HMA: Are you going to release any videos for the new album?
Grutle Kjellson: Videos….you know, videos were much more relevant before the Internet, but it still costs the same amount of money to make one. It’s kind of hard to defend spending that much money on a promotion that worked well 25 years ago if you know what I’m mean
HMA: Yeah, that’s true.
Ivar Bjørnson: Also, we’re a bit slow. We just released a video, one of the basic videos for RIITIIR, after we released the new album.
HMA: Are you now considering yourself a progressive extreme band, or is there a bit of black metal in you?
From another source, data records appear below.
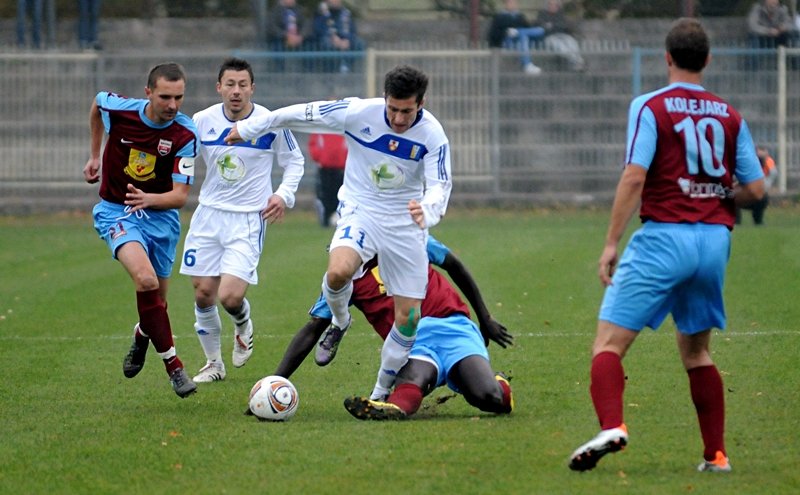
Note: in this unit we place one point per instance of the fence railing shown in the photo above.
(556, 137)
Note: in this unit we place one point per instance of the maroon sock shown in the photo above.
(407, 397)
(506, 396)
(708, 396)
(154, 321)
(608, 385)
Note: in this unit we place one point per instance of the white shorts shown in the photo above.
(223, 242)
(399, 244)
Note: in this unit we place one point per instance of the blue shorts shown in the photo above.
(670, 268)
(158, 231)
(444, 342)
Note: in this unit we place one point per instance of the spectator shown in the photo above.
(286, 29)
(770, 174)
(88, 15)
(330, 153)
(511, 29)
(770, 25)
(335, 30)
(32, 8)
(558, 34)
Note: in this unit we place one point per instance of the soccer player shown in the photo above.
(396, 185)
(226, 234)
(450, 347)
(148, 167)
(686, 150)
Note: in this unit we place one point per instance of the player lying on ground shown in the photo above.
(465, 366)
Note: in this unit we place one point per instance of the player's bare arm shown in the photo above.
(275, 210)
(91, 171)
(626, 201)
(139, 200)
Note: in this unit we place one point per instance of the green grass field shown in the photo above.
(71, 423)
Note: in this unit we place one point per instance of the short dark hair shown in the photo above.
(688, 44)
(235, 64)
(405, 81)
(169, 71)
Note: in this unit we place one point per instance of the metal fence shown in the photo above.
(556, 137)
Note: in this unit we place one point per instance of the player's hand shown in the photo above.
(233, 136)
(91, 171)
(607, 265)
(137, 199)
(275, 209)
(415, 209)
(497, 332)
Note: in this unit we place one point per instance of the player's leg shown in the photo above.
(232, 292)
(397, 346)
(707, 391)
(476, 380)
(208, 327)
(351, 246)
(417, 379)
(153, 317)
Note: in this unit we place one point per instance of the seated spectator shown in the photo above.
(286, 27)
(770, 25)
(511, 29)
(335, 30)
(558, 34)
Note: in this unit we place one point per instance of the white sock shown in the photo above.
(209, 327)
(394, 355)
(338, 301)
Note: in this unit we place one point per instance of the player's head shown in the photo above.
(166, 85)
(688, 45)
(404, 91)
(169, 71)
(236, 65)
(235, 86)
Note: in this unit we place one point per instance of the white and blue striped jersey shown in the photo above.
(239, 178)
(384, 170)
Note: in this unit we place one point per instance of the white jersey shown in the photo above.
(384, 170)
(239, 178)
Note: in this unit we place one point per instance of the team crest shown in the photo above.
(164, 147)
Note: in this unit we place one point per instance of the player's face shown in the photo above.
(401, 113)
(236, 90)
(166, 99)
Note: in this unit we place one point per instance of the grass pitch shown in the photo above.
(71, 423)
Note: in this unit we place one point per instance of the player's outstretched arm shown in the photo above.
(301, 345)
(490, 328)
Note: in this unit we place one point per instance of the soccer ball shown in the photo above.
(273, 398)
Grutle Kjellson: I don’t think we ever had any black metal elements at all, actually. We have a definition of black metal in the early scene in Norway. Black metal was any kind of metal with satanic lyrics, everything from Mercyful Fate, Darkthrone is black metal or at least some of the albums. Since we’ve never had anything to do with Satanism, we would never consider ourselves as black metal. We might share some musical, let’s say, inspirational heritage with some black metal bands, but we never looked upon ourselves as black metal, we’re not that strict. We don’t think labels and genres are that interesting; it really doesn’t matter. As long as it’s good, it works.
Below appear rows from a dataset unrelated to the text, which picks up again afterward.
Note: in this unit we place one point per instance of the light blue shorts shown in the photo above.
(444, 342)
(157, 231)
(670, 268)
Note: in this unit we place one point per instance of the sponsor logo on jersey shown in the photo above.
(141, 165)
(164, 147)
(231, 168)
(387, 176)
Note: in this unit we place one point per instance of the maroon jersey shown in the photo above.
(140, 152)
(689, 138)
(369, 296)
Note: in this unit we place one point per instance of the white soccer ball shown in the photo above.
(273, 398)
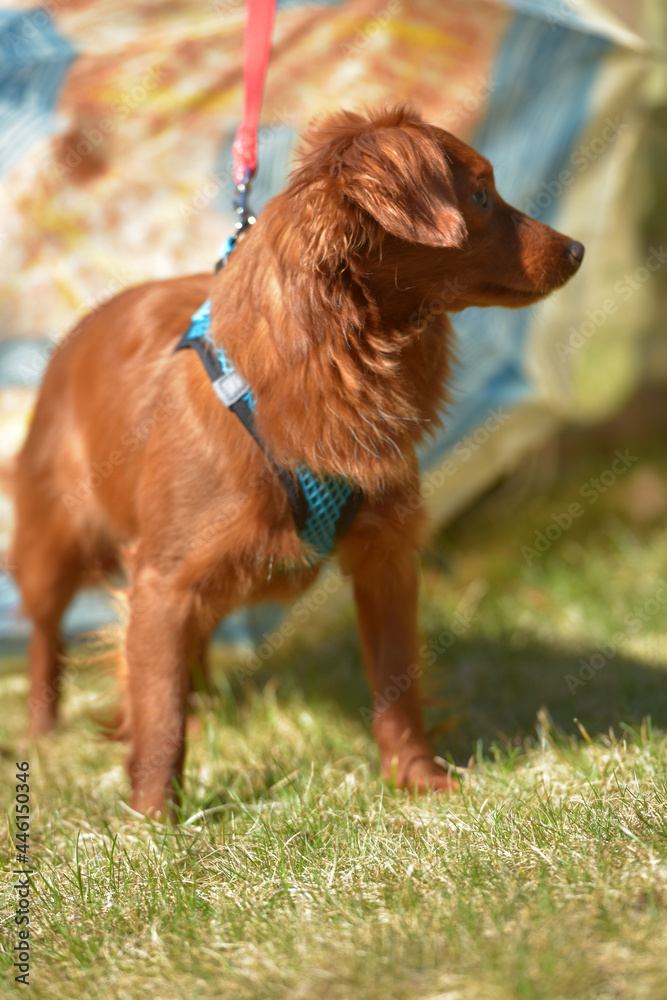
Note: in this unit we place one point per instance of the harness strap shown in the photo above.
(231, 389)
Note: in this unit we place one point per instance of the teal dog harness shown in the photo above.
(323, 506)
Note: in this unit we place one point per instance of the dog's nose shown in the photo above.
(576, 252)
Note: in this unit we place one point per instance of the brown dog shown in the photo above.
(321, 309)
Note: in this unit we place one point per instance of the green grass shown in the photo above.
(298, 873)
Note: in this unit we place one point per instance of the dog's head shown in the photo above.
(390, 188)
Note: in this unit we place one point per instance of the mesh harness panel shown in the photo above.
(323, 506)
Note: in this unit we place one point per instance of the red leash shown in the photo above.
(256, 51)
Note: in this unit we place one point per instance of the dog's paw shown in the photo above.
(421, 773)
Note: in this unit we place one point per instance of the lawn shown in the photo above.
(298, 873)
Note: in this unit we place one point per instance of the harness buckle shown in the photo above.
(230, 388)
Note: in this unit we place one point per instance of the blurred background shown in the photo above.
(116, 121)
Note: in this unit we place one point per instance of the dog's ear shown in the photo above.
(401, 178)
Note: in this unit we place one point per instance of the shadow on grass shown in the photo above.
(482, 690)
(487, 690)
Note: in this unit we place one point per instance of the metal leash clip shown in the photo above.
(244, 219)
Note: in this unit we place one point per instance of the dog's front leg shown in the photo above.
(386, 597)
(157, 646)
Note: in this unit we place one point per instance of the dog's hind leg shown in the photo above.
(158, 646)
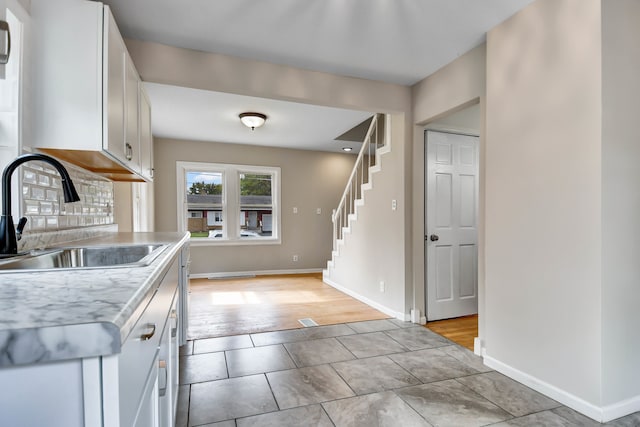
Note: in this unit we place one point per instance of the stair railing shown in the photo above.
(373, 140)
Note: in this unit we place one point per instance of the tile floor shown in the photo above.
(374, 373)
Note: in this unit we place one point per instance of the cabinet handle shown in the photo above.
(162, 364)
(147, 336)
(4, 57)
(174, 323)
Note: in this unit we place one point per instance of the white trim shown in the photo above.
(227, 274)
(230, 201)
(620, 409)
(600, 414)
(477, 346)
(386, 310)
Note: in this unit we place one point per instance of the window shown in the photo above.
(229, 204)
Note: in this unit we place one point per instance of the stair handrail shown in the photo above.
(338, 212)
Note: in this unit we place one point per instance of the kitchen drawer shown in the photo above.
(139, 351)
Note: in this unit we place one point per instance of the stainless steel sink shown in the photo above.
(85, 257)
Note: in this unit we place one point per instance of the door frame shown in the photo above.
(426, 191)
(418, 304)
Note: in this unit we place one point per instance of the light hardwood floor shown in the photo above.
(223, 307)
(461, 330)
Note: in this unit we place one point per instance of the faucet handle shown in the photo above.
(20, 227)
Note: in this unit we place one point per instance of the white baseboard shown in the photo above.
(620, 409)
(600, 414)
(377, 306)
(477, 346)
(225, 274)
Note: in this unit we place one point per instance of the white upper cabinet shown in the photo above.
(86, 90)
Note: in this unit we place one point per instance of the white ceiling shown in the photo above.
(200, 115)
(397, 41)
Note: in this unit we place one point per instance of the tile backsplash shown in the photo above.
(43, 200)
HMA: A tribute album was done in 2011 to celebrate your 20 years of career. Next year, it’s going to be the 25 years of Enslaved. Do you have any plans for it?
Ivar Bjørnson: Yeah. We’re going to do a bunch of stuff. We’re going to start announcing exactly what we’re going to do very soon, but I can’t say now that, from around March we start doing things, and the rest … January, February, we’ll take some time off of touring, start writing some stuff. Then, there’s going to be a lot of celebration for 25 years. We haven’t really done that with our previous anniversaries.
HMA: Sounds good!
Ivar Bjørnson: It’s going to be going more in-depth into certain parts of the career, and so on. It’s going to be interesting, seeing what we do. Very excited ourselves!
HMA: Talking about history, what are your thoughts about the TV series Viking?
Grutle Kjellson: Can I just say something horrible?
Ivar Bjørnson: Good music
Grutle Kjellson: The music is pretty good but it’s as historically accurate as Erik the Viking, but at least that one is funny.
Ivar Bjørnson: I was a bit surprised. I don’t why I thought it would be more accurate. I saw one guy who was an academic person into the Viking history that said he preferred Game of Thrones because that was actually closer. Even with the dragons and all that stuff, it’s closer into the real story but it didn’t try to represent it.
It’s a double-edged sword. It’s good because we get kids interested in culture, not only for the Nordic countries but kids all over the world. They can inspire interest in their own local culture, or whatever. Past that, I think it’s a bit silly to have this kind of chance to represent such a rich history, and not really care about facts.
Grutle Kjellson: Nothing is accurate at all. They didn’t dress like that, they didn’t look like that, they didn’t live like that, and they didn’t build ships like that. I mean, absolutely everything was wrong.
HMA: One last question. How the tour is going?
Grutle Kjellson: Well, this is the last show, at least for the UK leg of the tour. It’s been great. It’s been great travelling around with Grand Magus, nice Swedish people, easy to communicate with, and a really easy going crew.
Ivar Bjørnson: I think we liked the way to do it, also to have the small tour with 2 co-headliners with long sets, instead of having many, many bands with little sets. I think this is an idea that we learned from, we could do it again.
HMA: Okay guys, looking forward to the show tonight. Thank you very much!